Teleport is dream gadget

Self-cleaning kitchens and cars that do not break down, please

Britons expect to have more gadgets in 10 years, but dream of instantaneous global travel and learning while they are asleep, according to a survey.

Self-cleaning kitchens, electronic assistants and maintenance-free cars are among the top items in the technology wish-list for 2009.


The BBC's Christine McGourty: "Ideal home of the future has self-cleaning kitchen and calorie-free food in the fridge"
But what people would really like is some new Star Trek-style technology that would enable them to be "teleported" instantanously anywhere in the world.

And according to the survey, The British And Technology, conducted by electronics company Motorola, people also want to be able to programme their dreams to travel, learn and cure bad habits while asleep.

Others hope technology will enable them to complete a two-hour physical workout in just 20 minutes.

More realistically, the idea of having an electronic personal digital assistant was popular.


[ image: The electronic PA of choice for men and women]
The electronic PA of choice for men and women
Ideally, men would like this to resemble TV presenter Carol Vorderman, followed by colleague Philippa Forrester and actress Pamela Anderson. The top choices for women were actors Pierce Brosnan and Sean Connery, and then Carol Vorderman again.

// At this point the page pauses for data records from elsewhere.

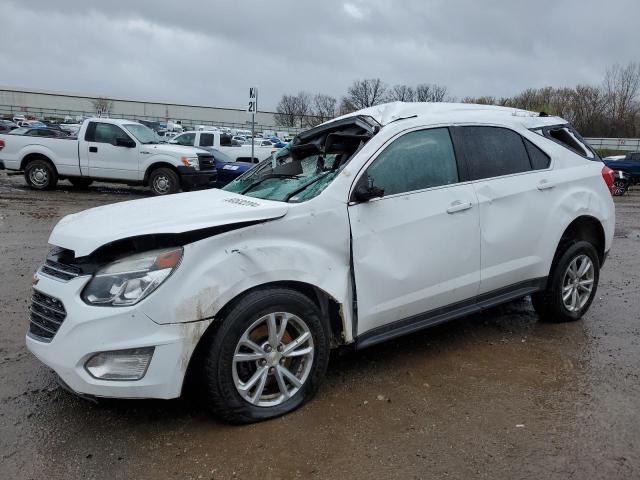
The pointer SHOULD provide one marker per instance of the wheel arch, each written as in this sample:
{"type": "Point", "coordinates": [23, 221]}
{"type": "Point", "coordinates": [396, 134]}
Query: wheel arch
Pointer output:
{"type": "Point", "coordinates": [155, 166]}
{"type": "Point", "coordinates": [584, 227]}
{"type": "Point", "coordinates": [36, 156]}
{"type": "Point", "coordinates": [331, 309]}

The survey found calorie-free food, voice-activated anything and wall-sized television screens were also in demand.

The TVs would be used for shopping and banking as well as watching programmes, with men quite liking the idea of using it for virtual-reality sports.

Cars would preferably be solar-powered and certainly never break down.

The survey also found some interesting facts about Internet use.


[ image: We are hi-tech - or are we?]
We are hi-tech - or are we?
Use of the Internet at home has rocketed by 44% in the last year.

More people are using the Net for banking - up to 9% this year from 4% last year.

And more people, especially men, are using the Net for shopping although the most popular use of the Internet remains searching for information.

But the survey found that we are not as hi-tech as we think we are.

A quarter of those surveyed did not know the difference between digital TV and analogue TV.

And despite all the changes, the most commonly used home technology remains ... teletext.